キャメルは赤いドレスに身を包んで、薄いヴェールで顔を覆いながら壇上に立った。そしてそこから、淑やかに手を振る。
結婚式の会場となった教会を見渡せば、多くの人が押し入っていた。その人混みの中には、アールマイト伯爵家の身内やリゼ、喫茶店で仲良くなったお客さんなどの見知った顔がいくつかあった。
キャメルのドレス姿の美しさは、周囲の人々を魅了していた。彼らからすれば、二年ほど姿を表さなかった婚約者だ。見入るのも無理はないだろう。
しかしながら、ホレイナはそれにムッと嫉妬したように、キャメルの手を取った。
「今は私だけを見ているんだ、キャメル嬢」
「ええ。分かりました。あなただけを、見ていましょう」
キャメルたちは壇上で、互いの目をじっと見つめあった。今はその恥ずかしい、と思う時間さえ惜しかった。
やがて、彼の唇が近づいて来る。彼女はそれにただ受け止める姿勢を見せるのみだった。
唇が逢瀬を重ねると、彼らは瞳を閉じた。その場の時間が止まったようにゆっくりと彼らは唇を離す。
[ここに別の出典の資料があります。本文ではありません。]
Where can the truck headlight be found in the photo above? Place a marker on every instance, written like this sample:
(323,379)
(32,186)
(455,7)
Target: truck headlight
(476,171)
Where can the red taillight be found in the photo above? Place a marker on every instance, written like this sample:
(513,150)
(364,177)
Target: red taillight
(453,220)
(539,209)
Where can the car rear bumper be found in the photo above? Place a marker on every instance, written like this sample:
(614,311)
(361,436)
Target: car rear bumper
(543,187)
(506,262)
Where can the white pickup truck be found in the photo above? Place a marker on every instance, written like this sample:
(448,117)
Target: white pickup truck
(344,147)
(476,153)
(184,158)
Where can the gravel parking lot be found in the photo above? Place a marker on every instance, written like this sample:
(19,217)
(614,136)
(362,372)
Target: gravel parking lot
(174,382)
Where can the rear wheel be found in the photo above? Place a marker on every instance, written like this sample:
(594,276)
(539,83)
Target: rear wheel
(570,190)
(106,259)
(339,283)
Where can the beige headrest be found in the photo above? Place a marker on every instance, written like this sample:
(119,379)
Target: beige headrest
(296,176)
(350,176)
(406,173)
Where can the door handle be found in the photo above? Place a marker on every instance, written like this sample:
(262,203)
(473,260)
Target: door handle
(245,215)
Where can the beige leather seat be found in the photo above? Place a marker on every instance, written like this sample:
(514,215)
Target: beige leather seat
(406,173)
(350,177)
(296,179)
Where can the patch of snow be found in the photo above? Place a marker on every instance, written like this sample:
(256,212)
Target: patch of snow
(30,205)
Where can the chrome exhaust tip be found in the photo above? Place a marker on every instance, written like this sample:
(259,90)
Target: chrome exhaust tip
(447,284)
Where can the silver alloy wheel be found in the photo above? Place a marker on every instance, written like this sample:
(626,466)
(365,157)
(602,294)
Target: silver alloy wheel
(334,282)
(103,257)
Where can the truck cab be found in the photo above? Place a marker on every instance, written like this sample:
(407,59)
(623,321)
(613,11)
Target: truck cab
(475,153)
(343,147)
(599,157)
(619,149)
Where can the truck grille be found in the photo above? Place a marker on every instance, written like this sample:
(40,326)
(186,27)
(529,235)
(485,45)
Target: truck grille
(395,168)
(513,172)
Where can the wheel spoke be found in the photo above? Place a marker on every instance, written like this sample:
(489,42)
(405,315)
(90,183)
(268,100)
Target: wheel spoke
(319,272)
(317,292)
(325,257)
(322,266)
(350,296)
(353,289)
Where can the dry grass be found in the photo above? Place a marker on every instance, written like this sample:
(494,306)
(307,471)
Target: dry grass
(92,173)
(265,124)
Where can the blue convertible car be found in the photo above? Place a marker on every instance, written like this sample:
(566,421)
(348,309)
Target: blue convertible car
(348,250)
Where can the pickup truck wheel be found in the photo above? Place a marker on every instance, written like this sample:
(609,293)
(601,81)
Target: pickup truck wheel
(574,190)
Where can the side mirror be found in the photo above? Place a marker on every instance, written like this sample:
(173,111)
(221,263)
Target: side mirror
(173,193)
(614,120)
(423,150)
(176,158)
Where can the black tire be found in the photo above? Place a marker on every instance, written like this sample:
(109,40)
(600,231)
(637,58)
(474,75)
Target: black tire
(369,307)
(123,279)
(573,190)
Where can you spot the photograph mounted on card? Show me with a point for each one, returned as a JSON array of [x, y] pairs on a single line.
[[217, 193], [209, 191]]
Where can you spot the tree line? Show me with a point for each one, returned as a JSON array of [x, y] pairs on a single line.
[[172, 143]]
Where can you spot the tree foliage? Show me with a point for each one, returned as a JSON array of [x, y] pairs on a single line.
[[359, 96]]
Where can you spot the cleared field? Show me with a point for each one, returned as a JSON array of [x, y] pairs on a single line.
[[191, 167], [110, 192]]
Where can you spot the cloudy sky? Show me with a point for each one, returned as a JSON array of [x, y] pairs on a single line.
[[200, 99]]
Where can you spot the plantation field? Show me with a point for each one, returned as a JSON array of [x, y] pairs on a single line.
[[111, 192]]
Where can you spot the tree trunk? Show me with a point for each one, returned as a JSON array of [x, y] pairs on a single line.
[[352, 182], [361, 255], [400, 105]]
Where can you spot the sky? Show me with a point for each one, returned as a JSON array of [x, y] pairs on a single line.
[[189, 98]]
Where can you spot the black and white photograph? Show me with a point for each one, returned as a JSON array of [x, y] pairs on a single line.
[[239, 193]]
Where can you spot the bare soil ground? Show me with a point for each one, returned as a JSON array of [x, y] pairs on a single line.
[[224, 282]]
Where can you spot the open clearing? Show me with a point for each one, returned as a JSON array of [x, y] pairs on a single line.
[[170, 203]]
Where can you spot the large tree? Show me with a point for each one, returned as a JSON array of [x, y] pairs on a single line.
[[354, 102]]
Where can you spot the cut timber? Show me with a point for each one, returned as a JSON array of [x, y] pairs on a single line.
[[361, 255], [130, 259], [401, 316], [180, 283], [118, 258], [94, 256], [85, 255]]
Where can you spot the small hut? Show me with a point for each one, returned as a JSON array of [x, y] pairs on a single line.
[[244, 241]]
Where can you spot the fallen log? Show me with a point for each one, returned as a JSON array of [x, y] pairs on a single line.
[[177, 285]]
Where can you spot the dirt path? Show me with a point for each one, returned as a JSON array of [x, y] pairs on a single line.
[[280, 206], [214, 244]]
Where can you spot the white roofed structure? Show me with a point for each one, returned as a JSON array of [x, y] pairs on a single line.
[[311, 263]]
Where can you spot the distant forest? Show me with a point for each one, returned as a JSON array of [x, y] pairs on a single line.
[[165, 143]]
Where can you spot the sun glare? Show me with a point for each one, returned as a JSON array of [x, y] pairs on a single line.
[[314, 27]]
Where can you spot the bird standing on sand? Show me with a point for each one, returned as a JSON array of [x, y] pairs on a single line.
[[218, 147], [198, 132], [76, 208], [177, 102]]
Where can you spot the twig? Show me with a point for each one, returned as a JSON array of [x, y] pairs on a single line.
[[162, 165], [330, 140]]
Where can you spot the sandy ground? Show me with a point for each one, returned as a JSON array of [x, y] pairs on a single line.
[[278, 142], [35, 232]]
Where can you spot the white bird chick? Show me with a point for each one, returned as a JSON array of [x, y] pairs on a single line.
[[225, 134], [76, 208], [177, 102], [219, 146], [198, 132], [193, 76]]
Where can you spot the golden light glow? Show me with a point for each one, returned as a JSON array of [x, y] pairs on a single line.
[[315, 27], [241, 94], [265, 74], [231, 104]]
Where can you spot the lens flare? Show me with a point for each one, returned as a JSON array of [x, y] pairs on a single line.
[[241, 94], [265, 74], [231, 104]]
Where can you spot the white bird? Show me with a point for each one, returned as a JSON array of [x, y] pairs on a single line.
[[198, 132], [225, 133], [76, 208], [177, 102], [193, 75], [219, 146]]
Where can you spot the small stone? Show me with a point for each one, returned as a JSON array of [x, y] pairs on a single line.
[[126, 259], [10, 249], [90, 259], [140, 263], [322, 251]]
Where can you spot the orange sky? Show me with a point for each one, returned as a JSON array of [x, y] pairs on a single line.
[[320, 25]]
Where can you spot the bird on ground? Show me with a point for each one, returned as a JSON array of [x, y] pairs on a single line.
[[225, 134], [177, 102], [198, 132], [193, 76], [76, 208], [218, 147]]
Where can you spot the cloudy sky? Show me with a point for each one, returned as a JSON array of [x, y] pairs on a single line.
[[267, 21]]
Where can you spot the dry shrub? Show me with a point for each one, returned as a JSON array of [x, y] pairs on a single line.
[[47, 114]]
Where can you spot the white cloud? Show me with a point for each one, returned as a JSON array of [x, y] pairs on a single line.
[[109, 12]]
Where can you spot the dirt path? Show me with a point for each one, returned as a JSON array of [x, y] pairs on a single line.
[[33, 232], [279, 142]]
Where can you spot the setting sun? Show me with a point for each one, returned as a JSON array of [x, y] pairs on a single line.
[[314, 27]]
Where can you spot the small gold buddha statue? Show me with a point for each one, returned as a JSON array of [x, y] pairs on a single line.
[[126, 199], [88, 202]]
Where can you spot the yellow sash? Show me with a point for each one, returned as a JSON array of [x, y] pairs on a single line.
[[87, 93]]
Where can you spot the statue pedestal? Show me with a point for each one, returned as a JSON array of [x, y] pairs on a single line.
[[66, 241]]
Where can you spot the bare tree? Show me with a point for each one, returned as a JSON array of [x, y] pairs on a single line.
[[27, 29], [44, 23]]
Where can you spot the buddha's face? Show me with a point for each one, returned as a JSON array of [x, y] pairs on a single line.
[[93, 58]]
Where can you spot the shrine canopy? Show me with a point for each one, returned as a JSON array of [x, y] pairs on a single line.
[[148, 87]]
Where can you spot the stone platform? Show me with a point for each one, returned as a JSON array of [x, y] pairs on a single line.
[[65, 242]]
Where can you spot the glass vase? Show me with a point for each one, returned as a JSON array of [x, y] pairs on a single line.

それを見ていた誰もがその姿に魅入り、ここが誰の場であるのかを知らしめるほどで。
それはホレイナたちも、それを見ていた人たちでさえも、この華やかな舞台の絶頂であると思うほどだった。
しかしながら、どうやら現実はそうでも無いらしい。
「ちょっと待った!」
と。
突如としてその華やかな雰囲気を壊すように、一人の男が声を荒らげた。
人々はその声がした方向を見て、はて誰だ、と首を傾げた。
しかし、キャメルにはそれが誰であるかは分かっていた。たとえ、その姿が逆光に照らされていたとしても。たとえ、その顔が疲労で老いぼれて見えたとしても。
彼女は忘れることは無かった。
彼は彼女を捨てた男、ヒルトンだ。
「キャメル嬢、いよいよだね」
「ええ、そうですね。まあ、私にとってはいよいよ、と言えるほど長い期間は経ってはないですが」
「釣れないこと言わないでくれよ。きっと民衆の皆も、待ち遠しかっただろうからさ」
「まあ、それもそうですね。民衆の皆さんにとっては長すぎる月日が経ったことでしょうし。まずはそれに応えなくてはいけませんね」
「そうさ。だから気持ちのいい笑顔で、迎えようか」
ホレイナがそうはにかむと、目の前の大きな扉が開かれた。外の眩しい光が辺りを白色で包み込み、やがて、大勢のファンファーレ鳴り響く。
キャメルは赤いドレスに身を包んで、薄いヴェールで顔を覆いながら壇上に立った。そしてそこから、淑やかに手を振る。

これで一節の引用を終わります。